There's also the idea that they play with dependable team mates very frequently, actually knowing what a good percentage of your team is going to do in every moment, rather than guessing or hoping and often having them just watch you die, or leave you for dead.
By the way abusing lag shields and the like is closer to just straight up cheating by the way, he knows it is not an intended game mechanic, and he is knowingly using it against other players. In one sense it is just "being smart" to take advantage of such glitches, but his life isn't on the line here, he is doing it to try and look good, and screw over other players, which is doge.
#17
Posted 19 April 2017 - 09:10 PM
Yeonne Greene, on 19 April 2017 - 08:56 PM, said:
Quirks muck it up.
Not really. There's nothing confounding about knowing that your AC5s fire 30% faster, or you have 14 extra points of structure on your mech. Only takes 30 seconds in training grounds to get a feel for how quirks perform.
#18
Posted 19 April 2017 - 09:16 PM
Tarogato, on 19 April 2017 - 09:10 PM, said:
Knowing it is one part, it takes longer to get it embedded into muscle memory.

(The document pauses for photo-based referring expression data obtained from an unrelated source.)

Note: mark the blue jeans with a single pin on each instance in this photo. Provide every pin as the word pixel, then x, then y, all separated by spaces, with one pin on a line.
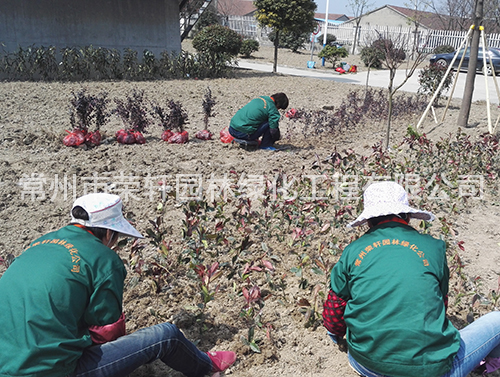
pixel 123 355
pixel 478 340
pixel 263 130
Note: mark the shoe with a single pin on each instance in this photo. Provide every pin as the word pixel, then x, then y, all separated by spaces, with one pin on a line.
pixel 221 360
pixel 268 148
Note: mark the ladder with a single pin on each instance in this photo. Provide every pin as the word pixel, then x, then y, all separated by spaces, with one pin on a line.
pixel 189 17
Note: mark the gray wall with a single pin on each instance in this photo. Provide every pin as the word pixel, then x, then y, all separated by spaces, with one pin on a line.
pixel 136 24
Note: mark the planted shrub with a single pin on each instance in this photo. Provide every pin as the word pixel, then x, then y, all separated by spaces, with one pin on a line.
pixel 332 54
pixel 248 46
pixel 443 49
pixel 208 104
pixel 98 63
pixel 372 57
pixel 85 110
pixel 219 45
pixel 330 39
pixel 173 122
pixel 134 115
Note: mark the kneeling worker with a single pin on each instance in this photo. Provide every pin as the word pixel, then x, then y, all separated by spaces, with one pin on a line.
pixel 259 117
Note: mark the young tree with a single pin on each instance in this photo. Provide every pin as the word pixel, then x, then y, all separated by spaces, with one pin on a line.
pixel 393 48
pixel 358 8
pixel 463 117
pixel 285 16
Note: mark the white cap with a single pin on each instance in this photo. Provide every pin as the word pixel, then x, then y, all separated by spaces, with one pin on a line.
pixel 105 211
pixel 387 198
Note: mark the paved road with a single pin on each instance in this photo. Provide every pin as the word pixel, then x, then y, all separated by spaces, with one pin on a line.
pixel 380 79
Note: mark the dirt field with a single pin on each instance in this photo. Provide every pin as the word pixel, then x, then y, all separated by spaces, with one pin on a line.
pixel 39 176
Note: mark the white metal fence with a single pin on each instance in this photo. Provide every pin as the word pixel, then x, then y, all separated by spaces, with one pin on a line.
pixel 422 39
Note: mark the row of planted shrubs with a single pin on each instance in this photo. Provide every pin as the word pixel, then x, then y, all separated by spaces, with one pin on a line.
pixel 99 63
pixel 216 47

I guarantee that you are taking velocity quirks for granted.
#19
Posted 19 April 2017 - 09:20 PM
You want to mitigate dmg coming in vs dmg going out. So sometimes twisting early is appropriate. That does come down to knowing the dmg output of the paperdoll you are looking at etc etc. So all that other stuff like just "knowing".
If I have more dmg to output than I'm taking, I ain't twisting until I need to - even less so if it's going to result in a kill shot.
#20
Posted 19 April 2017 - 09:23 PM
Yeonne Greene, on 19 April 2017 - 09:16 PM, said:
I guarantee that you are taking velocity quirks for granted.
I mean, it only takes one shot, maybe two, to acclimate to a new TC or mech with different velocity quirks.